Diseñada en un campo de golf, La Caracola es un intento por combinar el lote privado con el campo de golf. El límite entre estos dos elementos es imperceptible, así se experimenta con la posibilidad de extender el territorio privado al eliminar las demarcaciones convencionales. Esto provoca una sensación de grandeza y amplitud.

 

Una construcción realizada en concreto distribuye una serie de cajas dispuestas en dos principales orientaciones que a su vez organizan el terreno. El lenguaje modernista del conjunto es percibido como una obra rugosa al exterior, mientras que en el interior los espacios son tratados con superficies lisas y suaves.El esquema principal consigue que las recamaras se encentren separadas entre ellas para lograr privacidad y sombra, mientras que los espacios públicos constituyen zonas de esparcimiento y conectividad.

La recámara principal es un tubo estructural de concreto sostenido en dos puntos solo por el apoyo por dos grandes muros rectangulares que elevan el volumen a un tercer nivel, de esta forma, se crea una terraza intermedia en que sirve como área sombreada y de avistamiento. Esta pieza conforma los espacios de la habitación principal y sus servicios. Y es en sí misma un pabellón aislado compositivamente del resto de la construcción. Este Tubo-trabe estructural también funciona como un ducto de ventilación natural que crea corriente de aire por la habitación.

En este mismo nivel se encuentra otro volumen rectangular más alargado orientado en ángulo abierto para dotar a la sala comedor de una vista más franca hacia el mar. Es aquí donde se encuentra la sala, la cocina y una recámara más. También encontramos en este nivel el deck principal que se transforma en un muro/techo para crear sombra y refugio conectando la sala comedor con el pabellón de la recamara principal.
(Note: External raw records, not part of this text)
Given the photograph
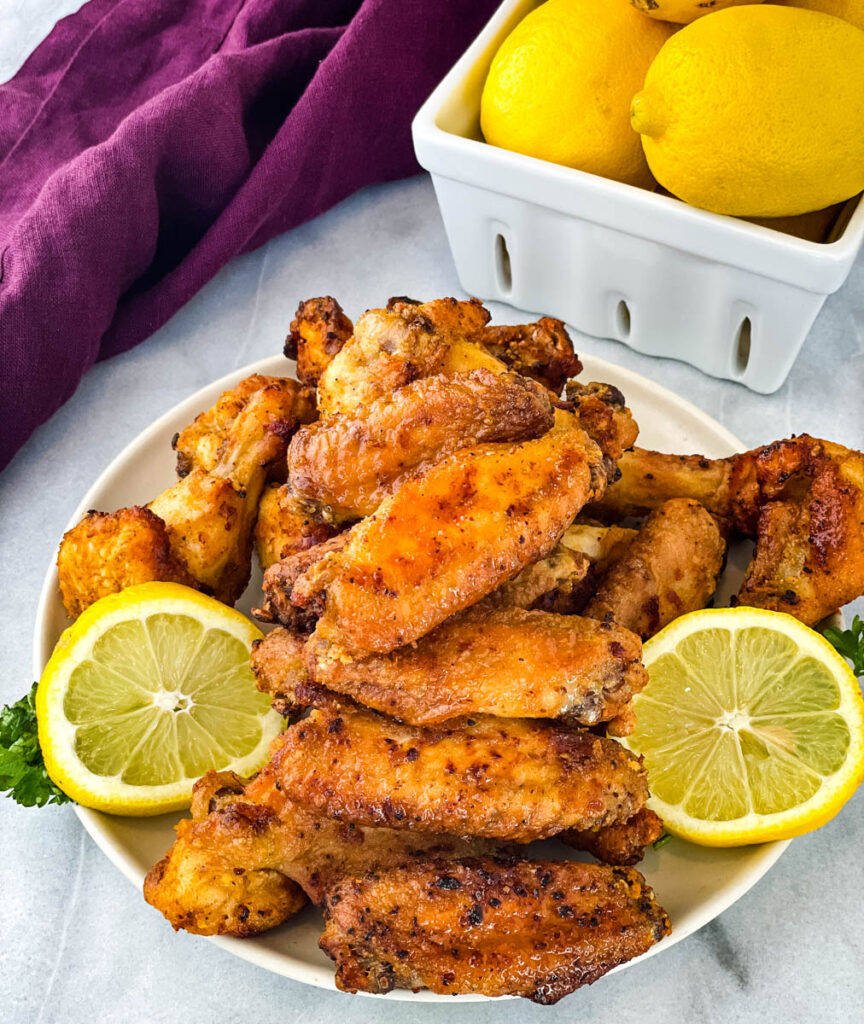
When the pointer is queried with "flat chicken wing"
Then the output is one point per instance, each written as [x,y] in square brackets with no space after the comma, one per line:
[351,462]
[671,568]
[507,662]
[514,780]
[243,863]
[109,551]
[446,539]
[536,929]
[623,843]
[318,333]
[287,525]
[208,516]
[199,445]
[394,346]
[542,350]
En la planta baja se encuentra la gran biblioteca y dos recamaras de invitados con sus respectivos servicios. La biblioteca se conecta por un puente hacia la zona exterior de sombra y avistamiento que se encuentra entre el volumen de la recamara principal y las recamaras de invitados en un segundo nivel. La idea es lograr un recorrido que va de un interior a un exterior sombreado. La alberca se distingue como un tapete de agua al ras del terreno, es también un espejo de agua y pareciera que se interna en el campo de Golf.

 

LA CARACOLA, Casa de playa en TRES VIDAS club de Golf.

PAUL CREMOUX studio

Arquitecto Diseñador:  Paul Cremoux

Gerente de proyecto: José Ignacio Echeverría

Diseño del patrón de la alberca: Greta Hauser

Diseño de mobiliario especial: Greta Hauser

M2: 536

Sup del terreno aprox:  2000m2

Lugar: Club de Golf Tres Vidas, Guerrero México.

Cocina: Piacere

Photos: PCW y Roberto Beltrán.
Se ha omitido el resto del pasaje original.